In both cases, the young women suffered from severe psychological disorders. Their normal personalities were profoundly disturbed. Their thoughts were detached from the world of reality. In this chapter, you’ll learn about these disorders, their causes, and the therapies available to treat them.

But first, take a guess about the following. Where do you think these two troubled girls are today? Confined to a mental hospital? On the streets, homeless?

The cases turned out better than you might expect. Drs. Linehan and Saks were describing themselves. They battled their disorders and, today, help others to do the same. Their lives testify to both the burden of mental illness and the possibility of overcoming it.

WHAT ARE SOME things you believe—basic beliefs about the world and yourself? You surely believe that you are a human being, composed of the same biological matter as other humans. You probably believe that government officials are no more interested in you than in hundreds of millions of other citizens. Whatever your religious beliefs, you probably believe that your relationship to the spiritual world does not differ fundamentally from that of billions of other people.

But now consider the following beliefs expressed by individuals in a public discussion forum on the Internet:

  • “God wants me to start a new religion.”

  • “I have a spirit guide who speaks to me, and I’ll swear I have seen him out on the street.”

  • “Mel Gibson and I used to be married.”

  • “I believed everyone was a robot but they didn’t know they were. But I knew.”

  • “License plates have special messages for me, and the CIA is transmitting data to me through the TV and other media.”

  • “I am one of the Virgin Mary’s guards when she comes to Earth. I have been told this is a delusion, but I have dreams of this. I can’t tell if they are real or not. I am proud to be so high up as to be one of her guards. It is something that makes me feel good about myself.”

  • “My delusion was that my family had been murdered and replaced with androids who stole my blood while I slept and replaced it with a poison of some sort. Now, I’m still convinced that I’m going to die someday due to these said androids. But I no longer believe my family is dead.”

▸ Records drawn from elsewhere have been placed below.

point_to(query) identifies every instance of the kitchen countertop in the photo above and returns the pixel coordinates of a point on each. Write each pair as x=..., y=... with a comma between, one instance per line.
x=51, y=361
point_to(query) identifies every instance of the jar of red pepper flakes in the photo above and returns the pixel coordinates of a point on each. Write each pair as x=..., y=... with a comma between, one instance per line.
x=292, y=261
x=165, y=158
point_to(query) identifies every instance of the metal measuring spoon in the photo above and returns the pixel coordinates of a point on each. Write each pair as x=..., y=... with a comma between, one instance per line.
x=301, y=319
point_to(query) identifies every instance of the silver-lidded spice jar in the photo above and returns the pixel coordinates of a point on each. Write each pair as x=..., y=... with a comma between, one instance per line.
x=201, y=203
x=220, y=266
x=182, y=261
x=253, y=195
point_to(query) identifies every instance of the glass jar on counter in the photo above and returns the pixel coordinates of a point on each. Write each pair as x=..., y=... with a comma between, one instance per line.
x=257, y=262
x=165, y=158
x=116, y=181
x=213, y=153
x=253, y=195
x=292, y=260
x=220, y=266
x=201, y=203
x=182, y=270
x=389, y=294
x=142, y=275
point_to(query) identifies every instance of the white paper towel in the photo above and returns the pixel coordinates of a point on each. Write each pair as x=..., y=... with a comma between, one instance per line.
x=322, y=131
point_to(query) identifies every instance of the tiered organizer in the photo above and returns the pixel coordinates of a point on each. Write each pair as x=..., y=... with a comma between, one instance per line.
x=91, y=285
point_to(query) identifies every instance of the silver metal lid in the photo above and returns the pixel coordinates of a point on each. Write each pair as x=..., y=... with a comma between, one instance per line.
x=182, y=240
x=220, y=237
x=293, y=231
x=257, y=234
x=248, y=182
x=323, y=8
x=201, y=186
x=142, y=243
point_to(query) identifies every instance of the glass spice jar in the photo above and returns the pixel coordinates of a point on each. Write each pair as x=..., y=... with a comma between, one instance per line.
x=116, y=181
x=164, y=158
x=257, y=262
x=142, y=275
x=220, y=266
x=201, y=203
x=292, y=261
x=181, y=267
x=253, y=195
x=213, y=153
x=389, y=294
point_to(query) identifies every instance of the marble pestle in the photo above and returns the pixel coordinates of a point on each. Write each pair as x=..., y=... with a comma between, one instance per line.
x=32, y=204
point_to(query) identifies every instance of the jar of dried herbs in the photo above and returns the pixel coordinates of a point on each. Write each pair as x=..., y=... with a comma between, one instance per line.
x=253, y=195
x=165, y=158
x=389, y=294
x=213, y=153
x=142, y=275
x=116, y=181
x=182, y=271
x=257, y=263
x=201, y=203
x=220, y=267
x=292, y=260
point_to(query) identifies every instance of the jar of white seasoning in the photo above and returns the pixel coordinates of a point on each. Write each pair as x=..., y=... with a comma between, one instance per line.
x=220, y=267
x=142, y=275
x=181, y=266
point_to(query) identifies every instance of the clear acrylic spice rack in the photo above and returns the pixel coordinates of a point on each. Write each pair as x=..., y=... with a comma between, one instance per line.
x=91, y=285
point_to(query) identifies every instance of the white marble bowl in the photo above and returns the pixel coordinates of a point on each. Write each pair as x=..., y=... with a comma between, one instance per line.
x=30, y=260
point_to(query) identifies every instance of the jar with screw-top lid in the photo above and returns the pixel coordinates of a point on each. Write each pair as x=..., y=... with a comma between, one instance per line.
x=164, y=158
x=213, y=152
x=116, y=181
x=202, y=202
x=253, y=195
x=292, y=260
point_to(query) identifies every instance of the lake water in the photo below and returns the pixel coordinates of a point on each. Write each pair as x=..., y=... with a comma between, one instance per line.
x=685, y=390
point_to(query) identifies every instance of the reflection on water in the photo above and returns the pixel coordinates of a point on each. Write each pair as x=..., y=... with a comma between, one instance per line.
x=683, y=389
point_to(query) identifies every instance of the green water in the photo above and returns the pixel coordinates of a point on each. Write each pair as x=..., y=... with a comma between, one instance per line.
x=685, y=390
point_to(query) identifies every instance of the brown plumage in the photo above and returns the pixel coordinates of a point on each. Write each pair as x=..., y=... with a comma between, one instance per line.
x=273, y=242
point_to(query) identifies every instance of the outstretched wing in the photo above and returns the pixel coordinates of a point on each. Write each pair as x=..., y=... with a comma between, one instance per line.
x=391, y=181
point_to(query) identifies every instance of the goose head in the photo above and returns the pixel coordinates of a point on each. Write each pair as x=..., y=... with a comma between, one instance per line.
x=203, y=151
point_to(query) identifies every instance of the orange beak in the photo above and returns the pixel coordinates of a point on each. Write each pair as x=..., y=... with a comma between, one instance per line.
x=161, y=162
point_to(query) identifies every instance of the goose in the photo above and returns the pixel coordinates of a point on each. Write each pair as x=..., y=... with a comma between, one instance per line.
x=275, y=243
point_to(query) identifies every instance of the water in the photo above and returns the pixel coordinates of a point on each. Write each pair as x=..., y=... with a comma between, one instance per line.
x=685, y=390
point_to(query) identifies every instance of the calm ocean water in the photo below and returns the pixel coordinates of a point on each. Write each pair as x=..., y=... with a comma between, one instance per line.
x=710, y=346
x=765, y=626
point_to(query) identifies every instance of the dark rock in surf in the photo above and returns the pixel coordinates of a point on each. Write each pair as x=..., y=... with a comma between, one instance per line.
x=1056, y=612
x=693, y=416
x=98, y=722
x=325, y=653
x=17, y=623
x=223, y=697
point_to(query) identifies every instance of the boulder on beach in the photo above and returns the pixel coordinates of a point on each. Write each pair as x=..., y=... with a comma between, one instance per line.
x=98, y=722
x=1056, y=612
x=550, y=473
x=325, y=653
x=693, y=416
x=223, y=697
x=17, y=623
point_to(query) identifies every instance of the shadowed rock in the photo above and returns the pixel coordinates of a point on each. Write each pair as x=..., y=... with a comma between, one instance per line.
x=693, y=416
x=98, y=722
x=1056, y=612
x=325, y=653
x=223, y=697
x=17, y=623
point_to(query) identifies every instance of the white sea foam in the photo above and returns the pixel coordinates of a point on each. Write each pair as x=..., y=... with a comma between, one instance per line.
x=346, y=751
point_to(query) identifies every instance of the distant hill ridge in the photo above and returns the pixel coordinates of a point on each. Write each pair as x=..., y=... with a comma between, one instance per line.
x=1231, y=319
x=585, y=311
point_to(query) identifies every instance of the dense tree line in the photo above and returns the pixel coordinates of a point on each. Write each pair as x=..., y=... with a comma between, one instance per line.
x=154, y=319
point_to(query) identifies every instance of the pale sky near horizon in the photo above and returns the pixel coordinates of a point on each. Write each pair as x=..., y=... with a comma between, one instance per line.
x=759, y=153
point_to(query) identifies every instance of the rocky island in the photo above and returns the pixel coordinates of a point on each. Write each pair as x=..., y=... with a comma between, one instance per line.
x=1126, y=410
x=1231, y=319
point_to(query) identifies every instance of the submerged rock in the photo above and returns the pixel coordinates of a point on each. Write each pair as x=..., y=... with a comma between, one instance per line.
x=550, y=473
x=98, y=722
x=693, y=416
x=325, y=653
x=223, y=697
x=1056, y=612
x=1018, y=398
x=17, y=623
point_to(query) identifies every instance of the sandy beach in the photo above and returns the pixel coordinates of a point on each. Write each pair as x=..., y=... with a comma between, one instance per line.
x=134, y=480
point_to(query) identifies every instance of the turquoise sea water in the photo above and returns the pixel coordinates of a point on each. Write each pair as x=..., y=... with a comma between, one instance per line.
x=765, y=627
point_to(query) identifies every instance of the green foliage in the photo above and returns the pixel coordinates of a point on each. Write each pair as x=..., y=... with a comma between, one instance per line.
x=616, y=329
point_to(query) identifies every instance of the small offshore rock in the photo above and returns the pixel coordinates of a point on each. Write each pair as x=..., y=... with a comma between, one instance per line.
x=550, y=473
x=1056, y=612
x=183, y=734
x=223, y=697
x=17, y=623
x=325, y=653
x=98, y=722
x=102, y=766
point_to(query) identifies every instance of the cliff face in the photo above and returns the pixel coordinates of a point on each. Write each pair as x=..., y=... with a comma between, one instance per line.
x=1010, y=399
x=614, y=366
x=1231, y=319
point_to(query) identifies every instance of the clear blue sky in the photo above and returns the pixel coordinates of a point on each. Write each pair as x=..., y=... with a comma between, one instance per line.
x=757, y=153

The writers expressing these beliefs have a mental illness known as schizophrenia. In this chapter, we’ll examine schizophrenia in depth. We’ll then look at other forms of mental disorder, including the persistent styles of behavior known as personality disorders and the disruptions to normal conscious experience that are the dissociative disorders.

In covering these disorders, we will maintain a strategy employed in Chapter 15. After reviewing a given disorder, we review therapies developed to treat that particular disorder. In today’s clinical psychological science, researchers rarely ask whether therapy approaches work “in general.” Instead, “the overwhelming majority of randomized clinical trials in psychotherapy”—that is, studies evaluating the effectiveness of therapy—“compare the efficacy of specific treatments for specific disorders” (Norcross & Wampold, 2011, p. 127). Our linking of disorders and therapies thus reflects the state of psychological science. Just as you did in Chapter 15, in this chapter you will see how contemporary psychologists devise and evaluate therapies that target specific disorders of the mind and brain.